Russell 2000 Index: This index measures the performance of approximately 2,000 small-cap companies in the Russell 3000 Index, which is made up of 3,000 of the biggest U.S. stocks; the index serves as a benchmark for small-cap U.S. stocks.
MSCI Europe, Australasia, and Far East (EAFE) Index: This index is a free float-adjusted market capitalization index that is designed to measure the equity market performance of developed markets, excluding the U.S. and Canada.
MSCI Emerging Markets Index: This index is a free float-adjusted market capitalization index that is designed to measure equity market performance of emerging markets. As of June 2009, the MSCI Emerging Markets Index consisted of the following 22 emerging market country indices: Brazil, Chile, China, Colombia, Czech Republic, Egypt, Hungary, India, Indonesia, Israel, Korea, Malaysia, Mexico, Morocco, Peru, Philippines, Poland, Russia, South Africa, Taiwan, Thailand, and Turkey.
Bloomberg Barclays U.S. Aggregate Bond Index: This is a market capitalization weighted bond index of investment-grade, USD-denominated fixed-income securities.
U.S. High Yield Corporate: The Bloomberg Barclays U.S. Corporate High Yield Bond Index measures the USD-denominated, high-yield, fixed-rate corporate bond market. Securities are classified as high yield if the middle rating of Moody's, Fitch, and S&P is Ba1/BB+/BB+ or below. Bonds from issuers with an emerging markets country of risk, based on Barclays EM country definition, are excluded.
U.S. Investment Grade Corporate: The Bloomberg Barclays U.S. Corporate Bond Index measures the investment-grade, fixed-rate, taxable corporate bond market. It includes USD-denominated securities publicly issued by U.S. and non-U.S. industrial, utility, and financial issuers.

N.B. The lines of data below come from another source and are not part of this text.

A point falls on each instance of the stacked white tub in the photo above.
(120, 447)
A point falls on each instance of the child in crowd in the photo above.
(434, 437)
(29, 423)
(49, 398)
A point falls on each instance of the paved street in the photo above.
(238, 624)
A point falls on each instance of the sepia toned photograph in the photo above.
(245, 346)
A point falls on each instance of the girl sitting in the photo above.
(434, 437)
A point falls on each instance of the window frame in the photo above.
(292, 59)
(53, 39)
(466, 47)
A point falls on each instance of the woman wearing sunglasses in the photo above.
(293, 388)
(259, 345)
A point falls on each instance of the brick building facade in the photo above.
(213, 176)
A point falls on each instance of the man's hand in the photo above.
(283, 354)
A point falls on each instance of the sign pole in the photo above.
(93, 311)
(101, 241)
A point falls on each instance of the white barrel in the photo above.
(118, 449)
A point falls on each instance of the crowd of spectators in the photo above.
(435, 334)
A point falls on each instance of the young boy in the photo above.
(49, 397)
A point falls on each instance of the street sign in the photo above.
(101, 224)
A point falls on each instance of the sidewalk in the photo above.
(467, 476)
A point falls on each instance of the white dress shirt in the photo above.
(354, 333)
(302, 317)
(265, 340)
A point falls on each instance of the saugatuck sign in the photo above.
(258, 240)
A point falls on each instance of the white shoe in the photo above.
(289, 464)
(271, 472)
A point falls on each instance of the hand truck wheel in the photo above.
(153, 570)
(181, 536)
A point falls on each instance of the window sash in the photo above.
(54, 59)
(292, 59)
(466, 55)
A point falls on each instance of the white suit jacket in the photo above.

Bloomberg Barclays Municipal Bond Index: The Bloomberg Barclays U.S. Municipal Index covers the USD-denominated, long-term, tax-exempt bond market. The index has four main sectors: state and local general obligation bonds, revenue bonds, insured bonds, and pre-refunded bonds.

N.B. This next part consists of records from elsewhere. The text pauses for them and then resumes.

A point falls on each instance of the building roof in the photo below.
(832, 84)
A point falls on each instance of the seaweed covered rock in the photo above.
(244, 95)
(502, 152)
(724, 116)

S&P 500 GICS Sectors Level-1: In 1999, MSCI and S&P Global developed the Global Industry Classification Standard (GICS) to offer an efficient investment tool to capture the breadth, depth, and evolution of industry sectors. GICS is a four-tiered, hierarchical industry classification system. It consists of 11 sectors, 24 industry groups, 68 industries, and 157 sub-industries. Companies are classified quantitatively and qualitatively. Each company is assigned a single GICS classification at the sub-industry level according to its principal business activity. MSCI and S&P Global use revenues as a key factor in determining a firm’s principal business activity. Earnings and market perception, however, are also recognized as important and relevant information for classification purposes and are considered during the annual review process.